The government changed the eligibility rules for R&D tax concessions in 2011, with the changes affecting the 2011-12 financial year.
What the changes have meant for businesses are now becoming clear, as they begin to lodge tax claims and receive cheques from the government.
Rare Earths company Arafura Resources has been paid $22.5 million for money it spent on R&D during the past financial year, while vanadium producer Atlantic expects to receive $22 million.
Waste management technology developer AnaeCo, which has spent $58 million developing its DiCom technology over 12 years, is hoping to get $4.9 million back for the 2011-12 financial year.
Ernst & Young partner Robin Parsons said the changes meant the number of smaller businesses able to access the incentives had grown, as the turnover threshold qualifying a business as ‘small’ was lifted from $5 million to $20 million.
But companies were also benefitting immediately, rather than having their incentives effectively stored as a rebate on future earnings.
“(Previously) the tax losses would get carried forward and, in what could possibly be many years to come, I would get to use those tax losses and in effect cash them out then,” Mr Parsons said.
The result was having significant benefits for local businesses - particularly resources companies attempting to develop costly projects.
“For companies like Arafura, that are working in perhaps more exotic minerals, it gives them the ability to see them through, whereas previously they would have struggled,” Mr Parsons said.
The $22 million Arafura has received drastically lessened the pressure for it to raise money to complete a feasibility study for the Nolans project in the Northern Territory (see Arafura pushes for rare earth at Nolans).

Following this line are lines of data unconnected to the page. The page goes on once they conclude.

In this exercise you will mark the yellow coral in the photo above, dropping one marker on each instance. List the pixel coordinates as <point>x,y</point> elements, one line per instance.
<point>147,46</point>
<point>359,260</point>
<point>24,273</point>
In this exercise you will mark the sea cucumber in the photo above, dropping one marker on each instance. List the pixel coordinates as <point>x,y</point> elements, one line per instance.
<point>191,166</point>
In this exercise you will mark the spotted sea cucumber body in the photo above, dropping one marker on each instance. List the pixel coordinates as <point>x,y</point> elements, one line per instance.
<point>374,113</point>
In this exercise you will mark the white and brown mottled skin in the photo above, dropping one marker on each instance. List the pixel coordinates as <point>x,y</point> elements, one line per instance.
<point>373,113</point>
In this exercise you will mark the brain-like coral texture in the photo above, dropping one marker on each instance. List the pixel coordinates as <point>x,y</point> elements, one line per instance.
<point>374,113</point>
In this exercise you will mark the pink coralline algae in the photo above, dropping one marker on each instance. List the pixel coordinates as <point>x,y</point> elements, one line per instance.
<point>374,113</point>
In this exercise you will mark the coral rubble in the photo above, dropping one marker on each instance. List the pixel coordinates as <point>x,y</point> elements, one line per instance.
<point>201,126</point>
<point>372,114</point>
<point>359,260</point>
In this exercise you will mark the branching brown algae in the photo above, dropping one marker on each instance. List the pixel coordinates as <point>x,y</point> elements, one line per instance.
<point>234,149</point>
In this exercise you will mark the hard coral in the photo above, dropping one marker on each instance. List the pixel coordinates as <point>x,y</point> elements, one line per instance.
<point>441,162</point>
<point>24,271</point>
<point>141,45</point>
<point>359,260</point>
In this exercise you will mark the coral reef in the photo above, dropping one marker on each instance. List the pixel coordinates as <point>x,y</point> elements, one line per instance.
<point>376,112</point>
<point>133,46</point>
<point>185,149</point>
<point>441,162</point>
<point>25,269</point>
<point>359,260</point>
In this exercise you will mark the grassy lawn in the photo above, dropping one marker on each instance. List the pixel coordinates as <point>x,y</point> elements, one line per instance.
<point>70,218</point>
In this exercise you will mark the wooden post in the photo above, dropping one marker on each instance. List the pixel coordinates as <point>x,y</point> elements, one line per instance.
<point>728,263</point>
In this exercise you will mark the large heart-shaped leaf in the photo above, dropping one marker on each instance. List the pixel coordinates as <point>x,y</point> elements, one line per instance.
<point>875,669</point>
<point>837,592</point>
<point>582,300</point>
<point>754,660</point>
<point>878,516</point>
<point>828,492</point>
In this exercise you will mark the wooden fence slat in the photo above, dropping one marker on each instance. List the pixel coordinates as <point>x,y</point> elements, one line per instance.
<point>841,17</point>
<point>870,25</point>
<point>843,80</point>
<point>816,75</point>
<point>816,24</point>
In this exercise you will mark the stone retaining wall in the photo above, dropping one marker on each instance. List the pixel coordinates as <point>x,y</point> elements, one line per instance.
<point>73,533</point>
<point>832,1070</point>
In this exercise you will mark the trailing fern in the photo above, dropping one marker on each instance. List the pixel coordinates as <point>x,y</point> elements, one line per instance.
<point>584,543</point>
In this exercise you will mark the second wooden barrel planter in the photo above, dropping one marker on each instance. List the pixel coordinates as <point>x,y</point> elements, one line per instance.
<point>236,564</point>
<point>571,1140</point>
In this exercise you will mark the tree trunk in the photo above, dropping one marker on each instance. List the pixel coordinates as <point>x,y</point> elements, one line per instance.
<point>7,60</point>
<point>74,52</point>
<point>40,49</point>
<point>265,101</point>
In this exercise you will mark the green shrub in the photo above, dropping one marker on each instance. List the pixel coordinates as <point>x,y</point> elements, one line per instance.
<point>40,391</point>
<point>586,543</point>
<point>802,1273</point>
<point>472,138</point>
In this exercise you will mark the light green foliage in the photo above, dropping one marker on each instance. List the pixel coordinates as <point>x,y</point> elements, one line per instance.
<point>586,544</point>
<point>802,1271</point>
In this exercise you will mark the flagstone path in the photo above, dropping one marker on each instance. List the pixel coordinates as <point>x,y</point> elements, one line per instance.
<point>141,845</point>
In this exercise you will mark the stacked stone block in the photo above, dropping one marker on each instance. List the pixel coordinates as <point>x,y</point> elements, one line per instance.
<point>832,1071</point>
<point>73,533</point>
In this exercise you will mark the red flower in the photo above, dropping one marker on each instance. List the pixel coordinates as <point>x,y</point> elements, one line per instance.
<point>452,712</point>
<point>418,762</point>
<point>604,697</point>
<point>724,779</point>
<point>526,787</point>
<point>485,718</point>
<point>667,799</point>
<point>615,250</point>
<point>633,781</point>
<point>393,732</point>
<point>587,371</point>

The amount returned to companies has also increased; from 37.5 cents in the dollar to 45 cents. But the changes also allow companies to get a payout regardless of how much money was spent on R&D (it was previously capped at expenditure of $2 million).
Mr Parsons said Arafura was one of the first companies to receive a payout but there would be many more in the coming six to 12 months as more tax returns were lodged and processed.